The insufferable character study and weak comedy, impressed those who give prizes at Cannes and was nominated for a Golden Palm in in 2009 at Cannes. Whatever those folks saw, I obviously didn’t. I felt largely put-off by a romantic story that seemed cutesie without the usual rewards for viewing something so frothy.
The unseen all-knowing narrator (Edouard Baer) leads the viewer through this adult fairy tale story.
Middle-aged, wealthy, dandy, auburn-red frizz haired dentist Marguerite Muir (Sabine Azéma), a weekend aviatrix of a vintage Spitfire and the director’s muse, is mugged in the street while shopping for shoes and her stolen red wallet is returned to the police station by Georges Palet (André Dussollier, the 65-year-old actor). The 50-year-old Georges, a Walter Mitty like character, lives like a deranged king in his spacious suburban château with his beautiful and tolerant much younger wife of thirty years, Suzanne (Anne Consigny), who seems to have no problem with hubby’s flights of fancy or sexual dalliances or unexplained criminal past. Both Georges and Marguerite are piqued with curiosityabout each other, and after a rough start navigating the polite social protocols of meeting each other they find a strange way to meet and begin a puzzling l’amour fou that ends in tragedy–not unlike the one in The Bridge at Toko-Ri.

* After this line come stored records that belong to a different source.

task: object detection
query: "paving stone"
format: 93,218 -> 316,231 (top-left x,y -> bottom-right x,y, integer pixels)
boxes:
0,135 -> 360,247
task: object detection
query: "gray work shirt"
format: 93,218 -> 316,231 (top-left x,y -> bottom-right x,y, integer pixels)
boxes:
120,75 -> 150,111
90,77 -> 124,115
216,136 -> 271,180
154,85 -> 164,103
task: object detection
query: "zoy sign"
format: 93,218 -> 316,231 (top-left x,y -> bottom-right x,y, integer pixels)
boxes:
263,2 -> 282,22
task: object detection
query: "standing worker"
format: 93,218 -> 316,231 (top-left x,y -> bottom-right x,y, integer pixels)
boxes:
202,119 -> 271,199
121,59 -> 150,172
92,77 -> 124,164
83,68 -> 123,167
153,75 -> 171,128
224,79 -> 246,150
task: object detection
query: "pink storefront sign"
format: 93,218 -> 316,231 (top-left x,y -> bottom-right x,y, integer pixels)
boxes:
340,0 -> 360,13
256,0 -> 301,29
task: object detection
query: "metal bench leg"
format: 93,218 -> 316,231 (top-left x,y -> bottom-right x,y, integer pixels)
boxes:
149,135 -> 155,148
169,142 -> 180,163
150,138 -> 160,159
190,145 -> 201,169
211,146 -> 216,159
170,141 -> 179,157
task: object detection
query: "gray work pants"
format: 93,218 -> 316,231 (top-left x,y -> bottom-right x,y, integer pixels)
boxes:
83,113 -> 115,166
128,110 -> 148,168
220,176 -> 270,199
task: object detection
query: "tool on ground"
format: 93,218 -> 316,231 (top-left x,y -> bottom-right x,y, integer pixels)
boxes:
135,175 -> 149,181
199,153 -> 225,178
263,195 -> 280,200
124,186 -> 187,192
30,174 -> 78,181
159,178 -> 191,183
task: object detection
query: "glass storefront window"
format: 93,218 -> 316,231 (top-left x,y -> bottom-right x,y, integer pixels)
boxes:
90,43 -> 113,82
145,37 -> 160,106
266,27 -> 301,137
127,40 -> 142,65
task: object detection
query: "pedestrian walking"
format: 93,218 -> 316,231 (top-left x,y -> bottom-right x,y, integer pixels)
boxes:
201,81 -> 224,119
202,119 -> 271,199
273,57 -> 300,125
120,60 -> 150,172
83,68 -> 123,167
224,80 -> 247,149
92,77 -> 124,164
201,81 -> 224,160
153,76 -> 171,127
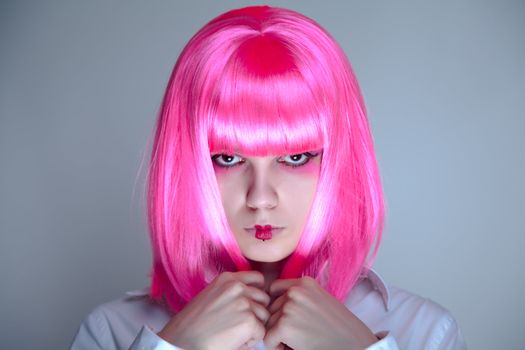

The visually pleasing and well-detailed movie plays out as an inside joke that misfires because it’s so artificial and so unfunny (bogged down with plenty of irrelevant movie and literary referrals, and Freudian puns). It did not provide me with enough pain killers (pleasurable scenes) to ease the pain of sitting through such a misguided exercise in filmmaking.